You heard it here first folks, I have broken almost every rule on my list in the past week. But honestly, what did anyone expect from me trying to enact life changes the week before midterms? So let’s unpack this.
Rule #1: No eating after 10 pm.
This one was the first to go. Ya boi has got night classes, man, and sometimes I don’t get home until nearly 10 pm and I’ve got the munchies. I’m working on packing healthy snacks to eat during class so I’m not hungry afterwards, but sometimes I just need a proper big dinner.

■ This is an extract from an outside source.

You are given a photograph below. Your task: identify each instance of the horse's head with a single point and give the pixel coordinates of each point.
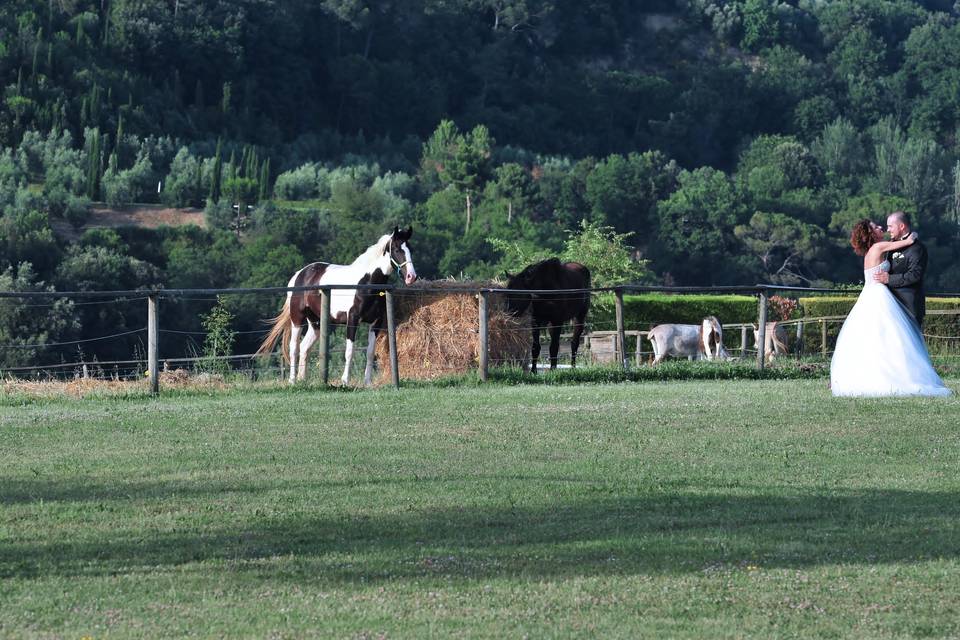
(517, 303)
(400, 257)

Rule #2: Go to bed by midnight.
Not staying up past midnight flew out the window. Being awake past midnight is one thing- I’ve had chronic insomnia for as long as I can remember- but being out of bed until past midnight is what I was trying to avoid. But my roommates were watching the Prince of Egypt downstairs and I just couldn’t resist. Plus I had heaps of work that needed doing on most other nights of the past week and the next few days so that didn’t help at all.
Rule #3: Rise by 10 am.
Rising by 10 am was going fine until I had some icky icky dreams one night and I stayed in bed until well past noon because the dreams made me too sad to get up. Not something too unexpected when you’re on selective serotonin reuptake inhibitors, (which are the kind of meds that I’ve been on for about two and half years now), but unpleasant nonetheless. It’s not super common for me, but it’s something I’ll need to consider moving forward.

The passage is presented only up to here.